Analysis of galloping competition characteristics and energy harvesting capacity of TGPEH based on stiffness ratio design

In this paper, an innovative strategy is presented to improve the energy harvesting performance of a tandem galloping piezoelectric energy harvester (TGPEH) by optimizing the stiffness ratio of two bluff bodies. To precisely characterize the fluid force around the bluff bodies, a finite element model based on Reynolds-Averaged Navier–Stokes (RANS) equations is established. Combined with the Fourth-order Runge-Kutta method, a time-domain systematic approach for synchronously solving the complex aero-electro-mechanical coupling of the TGPEH is set up. The simulation results exhibit excellent agreement with the experimental data, thereby validating its predictive accuracy. On this basis, influences of stiffness ratio on galloping competition characteristics and the energy harvesting performance of the TGPEH are studied in detail under Reynolds numbers (Re = 4000–16000) and spacing (L = 2∼8D).
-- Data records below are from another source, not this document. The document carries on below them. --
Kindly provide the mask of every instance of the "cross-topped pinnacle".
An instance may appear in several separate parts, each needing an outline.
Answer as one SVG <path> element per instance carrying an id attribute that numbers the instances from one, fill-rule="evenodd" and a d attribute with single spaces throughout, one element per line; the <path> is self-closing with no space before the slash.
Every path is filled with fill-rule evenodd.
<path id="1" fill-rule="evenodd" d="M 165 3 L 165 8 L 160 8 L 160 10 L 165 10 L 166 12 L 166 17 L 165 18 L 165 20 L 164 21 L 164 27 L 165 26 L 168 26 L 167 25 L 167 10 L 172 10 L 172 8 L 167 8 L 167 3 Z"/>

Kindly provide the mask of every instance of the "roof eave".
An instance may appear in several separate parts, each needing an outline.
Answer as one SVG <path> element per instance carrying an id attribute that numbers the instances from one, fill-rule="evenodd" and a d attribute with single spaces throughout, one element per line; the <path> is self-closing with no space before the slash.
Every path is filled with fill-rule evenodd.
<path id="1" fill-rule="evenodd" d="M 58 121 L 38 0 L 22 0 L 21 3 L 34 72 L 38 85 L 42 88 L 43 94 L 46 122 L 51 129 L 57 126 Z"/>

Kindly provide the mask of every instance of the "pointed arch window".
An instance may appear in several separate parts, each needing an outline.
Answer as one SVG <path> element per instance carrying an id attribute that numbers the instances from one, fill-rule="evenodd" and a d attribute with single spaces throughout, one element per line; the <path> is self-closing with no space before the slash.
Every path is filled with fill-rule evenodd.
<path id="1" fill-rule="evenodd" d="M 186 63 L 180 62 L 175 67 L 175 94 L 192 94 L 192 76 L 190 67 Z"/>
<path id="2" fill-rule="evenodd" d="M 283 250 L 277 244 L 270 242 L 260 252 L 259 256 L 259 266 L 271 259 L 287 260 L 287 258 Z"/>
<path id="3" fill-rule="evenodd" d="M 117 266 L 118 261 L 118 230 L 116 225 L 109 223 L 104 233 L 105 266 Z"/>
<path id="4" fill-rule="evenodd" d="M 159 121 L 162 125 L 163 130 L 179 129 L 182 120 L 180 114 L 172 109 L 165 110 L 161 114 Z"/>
The results reveal that an optimized stiffness ratio (η = 2.04) achieves a remarkable 175.9 % increase in output power compared to that at η = 1. Additionally, the output power and energy conversion efficiency of the TGPEH can both achieve high performance simultaneously by designing the stiffness ratio. These findings offer a novel design paradigm for high-performance TGPEHs and provide a robust methodology to the field of flow-induced energy harvesting.